When the most primitive types of meteorite (chondrites) and interplanetary dust particles (IDPs) formed in the solar protoplanetary disk (solar nebula), all of them incorporated at least two types of presolar material: interstellar organic matter and circumstellar grains. The organic matter probably formed in the protosolar molecular cloud. To date, 10 types of circumstellar grain have been found and their isotopic compositions show that they formed around RGB/AGB stars, supernovae and, possibly, novae and WR stars. It has been proposed that interstellar silicates are also present in IDPs, but the evidence for this is less compelling.
The range of isotopic compositions exhibited by the circumstellar grains require a minimum of 35–40 stellar sources, suggesting that they are a fairly representative sample of circumstellar dust production in the Galaxy. In general, the relative abundances of circumstellar grains from different sources are similar to what is expected from astronomical estimates provided that the contribution from supernovae is relatively small. The one exception is graphite grains from AGB stars that are highly depleted.

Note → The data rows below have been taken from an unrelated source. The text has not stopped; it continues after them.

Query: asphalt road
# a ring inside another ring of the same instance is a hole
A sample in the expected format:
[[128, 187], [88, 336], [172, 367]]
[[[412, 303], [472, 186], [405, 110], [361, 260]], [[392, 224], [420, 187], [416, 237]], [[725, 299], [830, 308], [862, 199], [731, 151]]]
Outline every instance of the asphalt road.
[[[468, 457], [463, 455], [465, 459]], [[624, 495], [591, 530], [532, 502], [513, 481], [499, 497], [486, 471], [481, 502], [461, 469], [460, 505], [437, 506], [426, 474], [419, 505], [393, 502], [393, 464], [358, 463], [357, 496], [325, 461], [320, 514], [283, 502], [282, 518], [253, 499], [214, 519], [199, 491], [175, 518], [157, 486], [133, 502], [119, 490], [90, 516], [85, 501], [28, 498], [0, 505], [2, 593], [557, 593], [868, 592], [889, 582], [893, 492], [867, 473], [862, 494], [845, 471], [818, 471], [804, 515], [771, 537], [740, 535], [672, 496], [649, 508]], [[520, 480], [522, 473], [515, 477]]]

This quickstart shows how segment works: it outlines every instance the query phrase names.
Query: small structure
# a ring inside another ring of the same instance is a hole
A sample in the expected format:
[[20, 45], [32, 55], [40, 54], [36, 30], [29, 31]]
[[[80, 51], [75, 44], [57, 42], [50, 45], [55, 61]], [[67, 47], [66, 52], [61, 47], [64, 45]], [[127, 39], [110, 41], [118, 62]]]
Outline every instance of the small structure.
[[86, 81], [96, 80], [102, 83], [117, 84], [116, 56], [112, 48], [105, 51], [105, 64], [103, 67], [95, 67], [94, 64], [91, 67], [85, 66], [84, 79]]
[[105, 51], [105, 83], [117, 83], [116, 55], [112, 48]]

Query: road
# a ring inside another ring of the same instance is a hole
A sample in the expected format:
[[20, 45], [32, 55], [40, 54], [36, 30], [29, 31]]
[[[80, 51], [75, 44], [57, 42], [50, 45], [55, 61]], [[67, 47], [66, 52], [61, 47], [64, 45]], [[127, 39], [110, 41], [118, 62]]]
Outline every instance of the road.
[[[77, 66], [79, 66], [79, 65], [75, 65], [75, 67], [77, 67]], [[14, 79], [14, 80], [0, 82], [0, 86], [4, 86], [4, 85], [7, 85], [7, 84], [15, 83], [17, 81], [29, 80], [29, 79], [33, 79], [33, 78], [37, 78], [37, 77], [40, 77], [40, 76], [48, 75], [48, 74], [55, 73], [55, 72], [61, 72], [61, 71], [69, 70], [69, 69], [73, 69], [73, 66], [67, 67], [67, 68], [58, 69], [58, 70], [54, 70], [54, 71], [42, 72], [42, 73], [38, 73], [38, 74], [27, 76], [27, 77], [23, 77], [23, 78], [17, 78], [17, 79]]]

Collisional erosion, radiation damage and sputtering are all expected to affect grains in the ISM on relatively short timescales. Yet, for reasons that are unclear, examination of the circumstellar grains has found little evidence for any of these processes.
The circumstellar grains also provide information about grain nucleation and growth in stellar winds. For instance, only graphite grains from AGB stars seem to have formed by heterogeneous nucleation. Graphite and SiC grains from AGB stars as large as 10–20 µm have been found in meteorites, probably requiring regions of high gas density rather than the usual assumption of uniformly expanding outflows. However, few graphite and SiC grains have similar C isotopic compositions, suggesting that they tend to form at different stages of AGB evolution.